Tesla's Stock Price Backs To 2022 Level, But This Could Just Be The Beginning Of A Bigger Wipeout
When political rifts begin to tear at the foundations of a business empire, Wall Street's patience wears thin.
Since Elon Musk announced his withdrawal from DOGE in late April, Tesla's stock has surged nearly 45%. But last Thursday's public feud between Musk and Trump erased all those gains - Tesla plummeted 14% in a single day. Although it recovered slightly on Friday, the stock has essentially returned to 2022 levels, wiping out all the gains driven by Musk's political investments.

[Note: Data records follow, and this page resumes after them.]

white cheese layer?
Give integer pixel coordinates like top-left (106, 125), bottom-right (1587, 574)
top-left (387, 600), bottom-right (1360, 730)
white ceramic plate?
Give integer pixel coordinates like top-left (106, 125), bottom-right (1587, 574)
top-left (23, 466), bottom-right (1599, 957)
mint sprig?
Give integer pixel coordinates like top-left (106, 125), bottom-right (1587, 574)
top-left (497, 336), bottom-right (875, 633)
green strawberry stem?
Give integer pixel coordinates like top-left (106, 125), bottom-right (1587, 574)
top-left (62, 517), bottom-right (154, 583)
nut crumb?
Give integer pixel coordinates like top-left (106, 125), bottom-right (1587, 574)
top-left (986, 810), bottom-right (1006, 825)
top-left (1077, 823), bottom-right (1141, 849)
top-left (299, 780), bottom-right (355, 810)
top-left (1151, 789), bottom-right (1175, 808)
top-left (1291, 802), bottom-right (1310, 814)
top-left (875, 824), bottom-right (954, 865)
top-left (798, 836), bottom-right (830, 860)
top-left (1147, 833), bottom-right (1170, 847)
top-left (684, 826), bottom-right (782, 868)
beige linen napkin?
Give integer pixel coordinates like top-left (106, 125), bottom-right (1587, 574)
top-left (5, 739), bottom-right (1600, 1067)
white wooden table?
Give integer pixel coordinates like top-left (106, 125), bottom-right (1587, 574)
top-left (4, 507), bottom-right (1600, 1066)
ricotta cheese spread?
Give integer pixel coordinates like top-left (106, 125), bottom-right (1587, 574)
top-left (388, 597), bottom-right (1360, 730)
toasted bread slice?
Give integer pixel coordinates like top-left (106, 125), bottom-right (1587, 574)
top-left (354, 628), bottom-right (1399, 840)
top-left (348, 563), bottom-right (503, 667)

Under mounting pressure from vanishing political shelter, deteriorating fundamentals, and a shifting policy environment, analysts have begun slashing Tesla's sales forecasts. Last week, Wall Street News reported that Goldman Sachs had sharply lowered its Q2 delivery estimate for Tesla from 410,000 to 365,000, far below the consensus estimate of 417,000. The long-term outlook is equally bleak, with Goldman significantly cutting Tesla's delivery projections for the next three years.
On Monday, Baird Equity Research took the rare step of downgrading Tesla from "Outperform" to "Neutral," bluntly stating that the EV giant is facing "too many uncertainties across too many fronts."
With political uncertainty, fundamental pressures, and valuation bubbles converging, Tesla's near-term performance looks grim. In the long run, last week's crash may only be the beginning of a broader correction. In Monday's pre-market trading, Tesla fell another 2%.
Tesla Downgraded by Wall Street as Political Risks Emerge as a New Variable
The downgrade by Baird analysts Ben Kallo and Davis Sunderland is not an isolated move. Among 18 Wall Street analysts covering Tesla, only 10 now rate it a "Buy," while four recommend "Hold" and four advise "Sell." The firm maintained its $320 price target, while Tesla closed at $295 on Friday, down 26% year-to-date.
Analysts noted that while Tesla's stock had rebounded 33% since hitting its 2025 low on April 8, the rally was largely fueled by hype over cheaper models and the upcoming robotaxi service launch in Austin, Texas on June 12, which could be "overly optimistic."
What most concerns Baird analysts is the sudden deterioration in Musk's relationship with former President Trump. The firm believes Thursday's sell-off reflected three interconnected fears.
Policy shock takes center stage. JPMorgan recently warned that Trump's proposed budget bill could slash Tesla's operating profits by half. The bank estimates that eliminating consumer EV tax credits would cost Tesla $1.2 billion while scrapping carbon tax incentives would deal a $2 billion blow. With Musk and Trump now at odds, the chances of Musk convincing Republicans to amend the bill are slim.
The Vanishing political perks are also alarming. Before last week, Musk's other ventures - X's debt sales, SpaceX, and Starlink - had seemingly benefited from his political ties. Tesla investors may have hoped for similar advantages, but those hopes are now dashed.
Partisan consumption could also be further divided. TD Cowen's analysis of Tesla's U.S. sales by county political leanings shows that since Musk's alignment with Trump, sales in red counties rebounded and took a larger share, while blue counties saw declines.
TD Cowen's Itay Michaeli and his team noted that if all red counties matched Texas' EV adoption rate (which surged in Q1), U.S. EV sales could jump 39% this year. However, with Musk now opposing Trump, Republican enthusiasm for EVs - especially Teslas - may wane.
Deteriorating Fundamentals Add Insult to Injury, Shaking Wall Street's Confidence
The political storm is just one facet of Tesla's troubles. 2025 has been tumultuous for the EV maker: European sales are sluggish, with many buyers boycotting Tesla over Musk's political stance, while in China - its second-largest market - competition is intensifying.
Analysts across the board are cutting Tesla's delivery forecasts, anticipating sharper declines by late 2025 and into 2026. Goldman Sachs slashed its Q2 delivery estimate from 410,000 to 365,000, well below the consensus. The long-term outlook is equally grim, with deep cuts to Tesla's three-year delivery projections. As sales decline, margins keep eroding, and further deterioration is expected.
Other Tesla businesses also face hurdles: high-margin battery operations are hit by tariffs, while its robotaxi fleet lags behind rivals like Waymo.
Baird also trimmed its 2026 delivery forecast to account for the loss of EV tax credits. While Musk claims hundreds of thousands of robotaxis will hit roads in late 2026, Baird expects just 6,000. The analysts acknowledge that mere presence in this space matters more than volume but warn that Tesla faces tougher operational challenges and lower profitability than investors anticipate.